The reasons for self-injury, also known as self-harm or self-mutilation, are complex though and not everyone self-harms for the same reason. The causes of self-mutilation likely vary with age. Self-injury behaviors can start before the age of seven or, more commonly, between the ages of 12 and 15. Self-harm behaviors normally end within five years of starting. For many, however, self-injury can last well into adulthood.1
The causes of self-harm are both psychological and environmental in nature. Overall, self-harm can be seen as a way of dealing with stress. (Why I Self-Harm: Why People Self-Injure)
Suicide as a Cause of Self-Injury
It's important to realize that suicidal ideation is rarely a cause of self-injury. The goal of self-harm is to physically injure the self and not to die. In fact, many people use self-injury as a way to avoid suicide. Suicide attempts and self-mutilation behaviors do correlate, however, with those who have self-harmed being much more likely to attempt suicide or have a plan for suicide. The cause of self-injury can really be seen as emotional distress and if this distress is not alleviated, it can result in suicidal behavior. There's more information on self-harm and suicide here.
Environmental Causes of Self-Harm
As the main reasons for self-injury relate to stress, one of the main environmental components of self-harm is the presence of trauma or stress. This may be a past trauma, such as sexual assault, or current stress such as the pressure to succeed.
One of the stressors known to create a risk for self-harm is sexual orientation. Those in a sexual minority group are more likely to self-injure. Specifically, females who identify as bisexual are at a higher risk for self-mutilation.
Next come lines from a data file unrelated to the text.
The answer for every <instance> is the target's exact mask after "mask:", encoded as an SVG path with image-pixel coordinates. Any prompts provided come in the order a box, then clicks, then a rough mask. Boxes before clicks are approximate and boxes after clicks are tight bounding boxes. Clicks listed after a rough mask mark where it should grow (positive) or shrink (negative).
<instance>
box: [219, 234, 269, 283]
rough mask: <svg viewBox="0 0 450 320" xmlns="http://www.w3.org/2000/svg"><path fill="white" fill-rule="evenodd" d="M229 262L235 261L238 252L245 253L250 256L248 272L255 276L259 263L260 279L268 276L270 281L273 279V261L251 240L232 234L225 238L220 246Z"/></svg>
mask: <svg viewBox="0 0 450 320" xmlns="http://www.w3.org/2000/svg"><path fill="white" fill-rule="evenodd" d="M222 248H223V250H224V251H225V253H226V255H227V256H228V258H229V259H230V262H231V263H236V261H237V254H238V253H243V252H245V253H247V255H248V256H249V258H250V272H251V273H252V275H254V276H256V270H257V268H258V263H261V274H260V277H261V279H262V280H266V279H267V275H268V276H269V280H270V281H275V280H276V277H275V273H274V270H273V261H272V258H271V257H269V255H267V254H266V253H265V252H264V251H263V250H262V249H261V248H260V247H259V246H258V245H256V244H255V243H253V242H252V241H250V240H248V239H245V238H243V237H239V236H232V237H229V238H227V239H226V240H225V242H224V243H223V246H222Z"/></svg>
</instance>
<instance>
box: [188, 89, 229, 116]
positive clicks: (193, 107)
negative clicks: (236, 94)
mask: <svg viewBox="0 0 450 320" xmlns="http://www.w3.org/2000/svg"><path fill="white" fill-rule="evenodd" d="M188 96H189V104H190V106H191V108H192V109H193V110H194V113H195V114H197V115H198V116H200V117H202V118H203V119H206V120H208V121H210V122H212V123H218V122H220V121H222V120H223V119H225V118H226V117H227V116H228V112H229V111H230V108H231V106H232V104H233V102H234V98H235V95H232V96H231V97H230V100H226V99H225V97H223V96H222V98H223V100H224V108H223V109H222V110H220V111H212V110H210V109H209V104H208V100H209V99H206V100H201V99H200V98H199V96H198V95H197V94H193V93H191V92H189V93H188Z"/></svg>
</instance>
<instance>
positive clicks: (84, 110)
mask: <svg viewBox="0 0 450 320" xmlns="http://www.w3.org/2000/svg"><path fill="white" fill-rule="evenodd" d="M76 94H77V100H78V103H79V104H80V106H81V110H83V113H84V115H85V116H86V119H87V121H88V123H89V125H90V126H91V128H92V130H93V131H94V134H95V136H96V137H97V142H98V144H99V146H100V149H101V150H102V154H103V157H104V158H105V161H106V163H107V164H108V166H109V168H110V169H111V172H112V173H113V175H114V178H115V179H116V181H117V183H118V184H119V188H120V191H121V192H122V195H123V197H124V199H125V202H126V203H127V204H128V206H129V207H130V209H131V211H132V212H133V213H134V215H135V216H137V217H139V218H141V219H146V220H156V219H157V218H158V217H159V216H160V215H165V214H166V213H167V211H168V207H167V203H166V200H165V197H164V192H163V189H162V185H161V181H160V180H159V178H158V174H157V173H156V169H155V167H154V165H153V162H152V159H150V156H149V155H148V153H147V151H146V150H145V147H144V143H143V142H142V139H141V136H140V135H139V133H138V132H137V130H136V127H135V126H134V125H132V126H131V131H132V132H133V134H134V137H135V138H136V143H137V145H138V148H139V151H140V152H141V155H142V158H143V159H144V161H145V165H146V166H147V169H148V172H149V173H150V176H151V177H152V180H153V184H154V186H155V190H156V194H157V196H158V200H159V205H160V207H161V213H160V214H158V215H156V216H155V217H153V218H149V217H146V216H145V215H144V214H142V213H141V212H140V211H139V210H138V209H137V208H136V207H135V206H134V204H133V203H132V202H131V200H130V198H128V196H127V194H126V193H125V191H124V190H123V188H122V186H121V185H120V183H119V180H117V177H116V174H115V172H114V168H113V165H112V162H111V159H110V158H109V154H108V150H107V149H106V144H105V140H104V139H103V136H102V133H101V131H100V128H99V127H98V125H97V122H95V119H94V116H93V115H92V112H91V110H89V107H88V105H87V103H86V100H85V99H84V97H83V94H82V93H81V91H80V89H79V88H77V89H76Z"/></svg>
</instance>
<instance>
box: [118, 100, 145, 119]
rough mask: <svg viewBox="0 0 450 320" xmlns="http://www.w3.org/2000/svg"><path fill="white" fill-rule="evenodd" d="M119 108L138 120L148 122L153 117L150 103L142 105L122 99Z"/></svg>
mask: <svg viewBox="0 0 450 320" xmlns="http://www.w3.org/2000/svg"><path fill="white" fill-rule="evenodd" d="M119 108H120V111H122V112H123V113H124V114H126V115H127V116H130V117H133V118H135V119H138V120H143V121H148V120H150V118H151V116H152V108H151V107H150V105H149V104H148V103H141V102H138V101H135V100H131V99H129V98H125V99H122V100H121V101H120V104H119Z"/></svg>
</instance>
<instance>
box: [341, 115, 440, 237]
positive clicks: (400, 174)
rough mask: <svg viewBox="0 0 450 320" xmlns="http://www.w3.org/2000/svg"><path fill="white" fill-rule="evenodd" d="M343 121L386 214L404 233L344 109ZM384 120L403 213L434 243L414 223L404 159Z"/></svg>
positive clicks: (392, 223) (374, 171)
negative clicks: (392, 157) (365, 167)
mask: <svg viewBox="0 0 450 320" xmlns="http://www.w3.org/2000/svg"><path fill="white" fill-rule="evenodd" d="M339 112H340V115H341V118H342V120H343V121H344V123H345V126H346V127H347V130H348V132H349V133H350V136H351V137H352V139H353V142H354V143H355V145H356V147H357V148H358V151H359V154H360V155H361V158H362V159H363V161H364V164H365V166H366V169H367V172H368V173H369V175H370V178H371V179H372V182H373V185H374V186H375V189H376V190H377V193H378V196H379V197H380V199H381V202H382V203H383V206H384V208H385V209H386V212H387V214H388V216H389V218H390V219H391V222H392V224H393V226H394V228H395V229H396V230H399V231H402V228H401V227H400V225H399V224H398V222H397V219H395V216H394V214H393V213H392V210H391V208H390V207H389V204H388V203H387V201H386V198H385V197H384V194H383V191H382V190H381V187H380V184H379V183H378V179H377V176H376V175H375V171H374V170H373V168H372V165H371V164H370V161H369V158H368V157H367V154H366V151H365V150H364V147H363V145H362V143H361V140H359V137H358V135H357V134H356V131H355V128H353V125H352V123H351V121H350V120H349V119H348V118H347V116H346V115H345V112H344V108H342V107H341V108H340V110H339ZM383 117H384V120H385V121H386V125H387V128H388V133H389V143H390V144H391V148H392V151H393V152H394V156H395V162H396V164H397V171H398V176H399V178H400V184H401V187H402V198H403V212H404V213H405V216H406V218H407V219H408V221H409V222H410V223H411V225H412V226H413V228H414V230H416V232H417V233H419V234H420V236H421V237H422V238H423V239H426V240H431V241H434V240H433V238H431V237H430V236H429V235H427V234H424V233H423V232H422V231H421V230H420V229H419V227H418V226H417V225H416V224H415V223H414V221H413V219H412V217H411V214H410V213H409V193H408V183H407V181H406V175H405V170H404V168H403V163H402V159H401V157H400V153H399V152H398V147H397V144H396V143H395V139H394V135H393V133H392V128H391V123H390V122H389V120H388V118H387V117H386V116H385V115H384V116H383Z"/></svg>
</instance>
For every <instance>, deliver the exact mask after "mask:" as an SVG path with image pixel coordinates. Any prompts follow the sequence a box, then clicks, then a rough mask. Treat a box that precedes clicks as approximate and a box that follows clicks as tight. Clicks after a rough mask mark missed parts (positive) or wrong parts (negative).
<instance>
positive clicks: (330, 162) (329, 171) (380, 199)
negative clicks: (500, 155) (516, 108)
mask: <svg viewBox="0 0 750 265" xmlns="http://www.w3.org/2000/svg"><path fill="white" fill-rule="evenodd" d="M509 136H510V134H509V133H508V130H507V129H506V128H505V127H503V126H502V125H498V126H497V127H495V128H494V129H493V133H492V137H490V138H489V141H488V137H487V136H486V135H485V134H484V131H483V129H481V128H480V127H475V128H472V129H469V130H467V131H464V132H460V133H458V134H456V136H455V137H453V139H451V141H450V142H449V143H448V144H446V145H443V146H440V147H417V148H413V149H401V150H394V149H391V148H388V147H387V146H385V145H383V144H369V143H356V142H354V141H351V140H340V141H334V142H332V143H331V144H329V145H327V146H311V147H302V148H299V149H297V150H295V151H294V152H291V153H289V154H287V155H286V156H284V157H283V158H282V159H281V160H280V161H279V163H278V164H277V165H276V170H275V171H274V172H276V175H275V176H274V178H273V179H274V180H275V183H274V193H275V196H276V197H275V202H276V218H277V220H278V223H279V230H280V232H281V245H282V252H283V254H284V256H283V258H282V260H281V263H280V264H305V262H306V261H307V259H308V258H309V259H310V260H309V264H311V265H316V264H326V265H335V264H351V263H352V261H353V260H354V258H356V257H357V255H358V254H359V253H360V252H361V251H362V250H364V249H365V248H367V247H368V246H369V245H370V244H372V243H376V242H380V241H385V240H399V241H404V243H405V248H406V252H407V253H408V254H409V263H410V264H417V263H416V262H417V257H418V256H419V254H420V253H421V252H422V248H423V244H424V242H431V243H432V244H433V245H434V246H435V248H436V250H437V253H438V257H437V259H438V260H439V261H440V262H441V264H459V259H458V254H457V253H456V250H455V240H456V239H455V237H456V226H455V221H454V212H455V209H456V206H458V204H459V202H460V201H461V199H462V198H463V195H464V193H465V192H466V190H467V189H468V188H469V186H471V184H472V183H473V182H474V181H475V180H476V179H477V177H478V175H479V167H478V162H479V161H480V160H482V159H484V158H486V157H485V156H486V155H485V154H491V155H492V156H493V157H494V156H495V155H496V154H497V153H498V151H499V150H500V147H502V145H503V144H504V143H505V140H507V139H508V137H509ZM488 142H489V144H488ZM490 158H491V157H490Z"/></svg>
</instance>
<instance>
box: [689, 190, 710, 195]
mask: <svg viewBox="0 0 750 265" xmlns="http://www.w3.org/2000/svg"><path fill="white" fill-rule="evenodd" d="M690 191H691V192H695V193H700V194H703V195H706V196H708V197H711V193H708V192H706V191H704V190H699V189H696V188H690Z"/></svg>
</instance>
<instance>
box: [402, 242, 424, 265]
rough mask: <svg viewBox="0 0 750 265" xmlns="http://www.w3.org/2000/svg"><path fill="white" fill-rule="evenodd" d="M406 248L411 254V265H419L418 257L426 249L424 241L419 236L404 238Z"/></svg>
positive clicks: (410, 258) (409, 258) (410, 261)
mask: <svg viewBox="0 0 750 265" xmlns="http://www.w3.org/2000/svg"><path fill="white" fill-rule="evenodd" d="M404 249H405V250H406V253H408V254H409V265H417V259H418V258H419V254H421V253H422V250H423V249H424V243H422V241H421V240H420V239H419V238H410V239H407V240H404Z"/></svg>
Psychological Reasons for Self-Mutilation
There are various psychological reasons for self-mutilation but the overwhelming factor is the presence of unmanageable anxiety. This anxiety, be it from trauma, stress or pressure, is so great that the person finds they can't deal with it. The self-injury, then, is a way of releasing or dealing with this chronic anxiety. Self-harm becomes a coping mechanism, albeit a negative one. Self-injury is also commonly used to deal with overwhelming sadness or emotional numbness. (If you're interested in self-injury self-help coping skills, read this.)
The presence of other psychological disorders can also be an indirect cause for self-injury. While a disorder does not specifically cause the behavior, those with certain mental health disorders are at a higher risk. Disorders associated with self-mutilation include:
- Addiction disorders
- Eating disorders
- Posttraumatic stress disorder
- Borderline personality disorder
- Anxiety disorders
People cite other reasons they self-harm, however. These self-harm quotes may provide insight into that. Some other causes of self-injury include desires to:
- Experience a feeling in the face of numbness
- Control the body and mind
- Express feelings or needs
- Distract from other problems
- Create visible and noticeable wounds
- Purify oneself
- Reenact a trauma in order to resolve it
- Protect others from emotional pain
A small number of people also report good feelings and a rush of energy as the reasons for self-harm.